Language plays a key role in the novel.

“The key to the novel,” according to Mohan, “was the construction of a ‘language-world’ for its main cast of characters that will read to the Anglophone reader as a kind of translation of a vernacular (in this case, Tamizh). I was very clear, from the beginning, that their utterances had to be conveyed in an English that was shaped by the local language.

And of course, Tamizh is a world language with an unbroken history of nearly 2,500 years. It is a language that is much, much older than English and beats to very different rhythms. The challenge was to write the story in an idiom that would come closest to its characters and their milieu.

“In its everyday avatar too, Tamizh is a very literary language, bursting with colourful idioms, imagistic word-pictures, and witty and clever word-play (as many other Indian languages also tend to be).

“My challenge was to capture these aspects in English but in a way that convinced the reader that these belonged to Tamizh and not to English. Indeed, in the speech style of one of the characters, it is English that becomes vernacularised.”

What next? What’s her next book going to be on?
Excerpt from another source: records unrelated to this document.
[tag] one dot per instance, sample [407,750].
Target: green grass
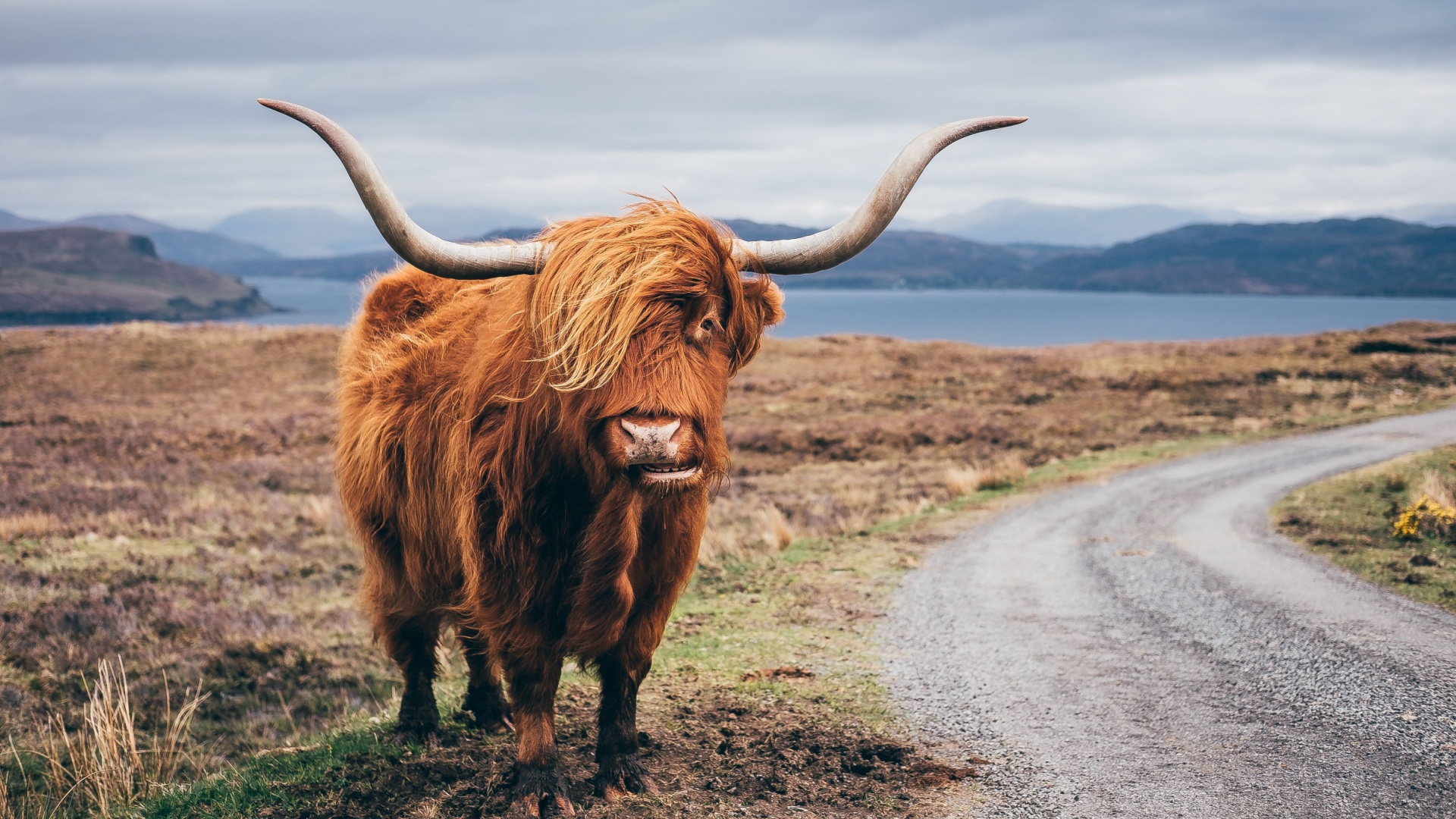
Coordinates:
[1350,519]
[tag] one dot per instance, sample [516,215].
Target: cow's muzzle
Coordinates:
[657,447]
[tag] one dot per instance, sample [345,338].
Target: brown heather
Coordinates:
[166,491]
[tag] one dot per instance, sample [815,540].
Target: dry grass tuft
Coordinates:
[1435,487]
[777,531]
[1001,474]
[104,765]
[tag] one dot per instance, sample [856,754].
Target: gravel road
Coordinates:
[1147,646]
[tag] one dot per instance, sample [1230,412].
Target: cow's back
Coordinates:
[403,368]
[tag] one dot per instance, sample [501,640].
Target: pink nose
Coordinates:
[651,442]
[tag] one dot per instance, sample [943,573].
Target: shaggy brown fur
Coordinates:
[482,461]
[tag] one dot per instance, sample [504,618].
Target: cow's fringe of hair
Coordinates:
[601,279]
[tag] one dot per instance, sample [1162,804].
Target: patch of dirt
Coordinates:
[715,758]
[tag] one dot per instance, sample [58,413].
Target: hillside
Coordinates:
[172,243]
[185,246]
[1367,257]
[85,275]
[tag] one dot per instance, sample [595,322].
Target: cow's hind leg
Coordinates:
[411,643]
[482,695]
[539,786]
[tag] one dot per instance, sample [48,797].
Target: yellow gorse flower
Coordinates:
[1424,510]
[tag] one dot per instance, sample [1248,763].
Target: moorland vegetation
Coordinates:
[166,504]
[1392,523]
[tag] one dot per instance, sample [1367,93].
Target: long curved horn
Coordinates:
[413,242]
[855,232]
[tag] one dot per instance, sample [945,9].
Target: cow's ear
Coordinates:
[761,308]
[767,297]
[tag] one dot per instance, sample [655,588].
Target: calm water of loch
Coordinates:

“I’m finishing up a book of poetry, which is about poetic form — classical forms like the sonnet, sestina, pantoum, the Sapphic, etc, given a modern treatment. Books of poetry are much harder to find publishers for, but I’m hoping this one will see the light of day.

“I’m also working on my second book of fiction — which will be very different from this one. If you’ve read my short stories, you’ll know my penchant for the weird and the eccentric existing alongside the everyday and so-called normal. So, right now, these are my two creative projects,” Mohan concluded.